Trident Television
- Type: Holding company
- Industry: Television production, Leisure
- Founded: August 1970
- Defunct: 1992
- Fate: Merged with Grand Metropolitan
- Area served: United Kingdom
- Key people: Richard Graham (chairman); Ward Thomas (managing director); James Hanson;

= Trident Television =

Defunct British holding company

Trident Television Limited was a British holding company with broadcasting interests. It was created to sell airtime for two ITV regions, Yorkshire Television and Tyne Tees Television, and later took over both companies. Trident acquired Halas and Batchelor, Scarborough Zoo, Windsor Safari Park, the British Playboy Clubs, The Clermont, the London Vic Casino, Trident Casinos and Trident Holdings (Australia Pty Ltd).

== History ==
Trident was set up in August 1970 to deal with the problem of fairly allocating commercial airtime from a television transmitter at Bilsdale in North Yorkshire which straddled the catchment areas of two Independent Television (ITV) companies. The transmitter itself was owned by the Independent Television Authority (ITA), the governing body of ITV. Due to the geographical nature of the area it served, allocating the transmitter to either of the two closest broadcasting companies, Yorkshire Television and Tyne Tees Television, would have given one an advantage over the other in terms of selling commercial airtime. The solution was to create a holding company for the selling of airtime in both television regions but with each company retaining its own separate identity and management control.
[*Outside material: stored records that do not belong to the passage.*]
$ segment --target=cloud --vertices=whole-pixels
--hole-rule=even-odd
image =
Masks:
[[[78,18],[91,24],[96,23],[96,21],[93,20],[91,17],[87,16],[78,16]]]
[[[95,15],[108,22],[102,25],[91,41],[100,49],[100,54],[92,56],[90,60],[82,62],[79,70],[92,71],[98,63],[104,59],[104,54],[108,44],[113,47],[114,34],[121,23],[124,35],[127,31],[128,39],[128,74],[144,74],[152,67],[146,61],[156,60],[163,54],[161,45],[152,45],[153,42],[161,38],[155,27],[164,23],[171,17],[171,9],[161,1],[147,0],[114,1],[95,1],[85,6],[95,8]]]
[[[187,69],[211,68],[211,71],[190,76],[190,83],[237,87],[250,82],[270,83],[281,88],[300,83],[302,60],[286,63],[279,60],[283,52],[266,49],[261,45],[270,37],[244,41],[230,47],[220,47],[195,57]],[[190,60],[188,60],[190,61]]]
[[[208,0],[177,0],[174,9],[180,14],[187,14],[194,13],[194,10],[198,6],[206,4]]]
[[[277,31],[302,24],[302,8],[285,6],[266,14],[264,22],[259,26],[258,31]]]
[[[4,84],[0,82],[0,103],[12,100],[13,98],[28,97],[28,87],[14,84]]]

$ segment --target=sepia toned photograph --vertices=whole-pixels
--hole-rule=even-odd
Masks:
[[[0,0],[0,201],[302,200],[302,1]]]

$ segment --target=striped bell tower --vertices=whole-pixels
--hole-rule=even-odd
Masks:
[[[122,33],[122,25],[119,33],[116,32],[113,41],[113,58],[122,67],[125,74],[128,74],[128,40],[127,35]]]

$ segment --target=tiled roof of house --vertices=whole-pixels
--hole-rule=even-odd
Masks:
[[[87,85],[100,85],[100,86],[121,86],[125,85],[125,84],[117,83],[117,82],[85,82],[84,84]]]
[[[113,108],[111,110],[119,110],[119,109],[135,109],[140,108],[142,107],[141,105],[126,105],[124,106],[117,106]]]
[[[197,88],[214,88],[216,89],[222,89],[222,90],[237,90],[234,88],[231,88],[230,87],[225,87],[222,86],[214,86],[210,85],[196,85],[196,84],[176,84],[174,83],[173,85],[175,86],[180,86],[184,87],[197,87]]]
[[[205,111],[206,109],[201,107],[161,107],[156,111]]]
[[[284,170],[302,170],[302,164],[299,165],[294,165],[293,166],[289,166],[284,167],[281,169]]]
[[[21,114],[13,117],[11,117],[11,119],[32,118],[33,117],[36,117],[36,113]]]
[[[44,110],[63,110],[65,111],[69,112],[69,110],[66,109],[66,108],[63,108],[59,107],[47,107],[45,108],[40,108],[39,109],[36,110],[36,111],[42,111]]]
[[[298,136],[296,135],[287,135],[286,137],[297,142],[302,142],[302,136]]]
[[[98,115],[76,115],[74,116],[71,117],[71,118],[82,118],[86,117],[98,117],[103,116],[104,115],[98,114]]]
By October, the name "Trident" was chosen, while share holders in Yorkshire had agreed to the merger, with Yorkshire Chairman Sir Richard Graham becoming Trident chairman and Yorkshire Managing Director Ward Thomas becoming MD at Trident. Three other Yorkshire TV directors and Telefusion's John Wilkinson and James Hanson made up the Trident board.

The creation of the company created the second largest ITV sale area with 16%. Although Yorkshire had engaged in discussions with Anglia Television in early 1969 over shared use of outside broadcast units and regional offices as a cost-cutting measure, Anglia were never considered as potential partners for the new holding companies' interests. The third 'prong of the trident' therefore became the non-television interests of the company. However, in separate developments the Belmont transmitter was reallocated to Yorkshire in 1974.

On 1 January 1974, a reverse takeover of both YTV and Tyne Tees was performed by Trident. Plans to rename the stations 'Trident Yorkshire' and 'Trident Tyne-Tees' were vetoed by the Independent Broadcasting Authority. Pre-tax profit rose to £2.76 million, with profits rising again to £4.82 million in 1976, and increasing once more to £7.355 million in 1977.

In 1977, the group expand into other remits with the purchase of Windsor Safari park for £3 million, before it was sold on in 1984. In 1979, Trident Television launched an American-based New York headquarter distribution company called Trident Television Associates, which was led by Elliot Abrams and Arthur Zeiger. It struck a deal with CBS to license 23 telemovies to the company for use in syndication.

==Australian subsidiary==
During 1975, Trident acquired Australia Pty Ltd, after helping creating Luke's Kingdom In August 1978, Group sold off its 77% stake in Australian subsidiary of Trident Television plc (Australia Pty Ltd), to Visionshire pty for £3.4 million. It was hinted during much of 1978 plans were afoot to sell the loss-making company on.

==De-merger==
In December 1980, both Yorkshire Television and Tyne Tees Television had their contracts renewed but were forced to de-merge by the IBA. The de-merger meant Trident's participation in ITV was effectively over. It continued to retain minority shareholdings in both companies which were eventually disposed of. Although it continued to receive rental funds from the studios and equipment leased to the two companies, it no longer earned funds from selling airtime.

The company then moved into the leisure and gaming industries, owning (amongst others) Windsor Safari Park, several London casinos and, for a short while, a chain of betting shops. In 1982 it merged with the leisure and brewing giant Grand Metropolitan.

In 1992, Yorkshire and Tyne Tees merged again, to create Yorkshire-Tyne Tees Television.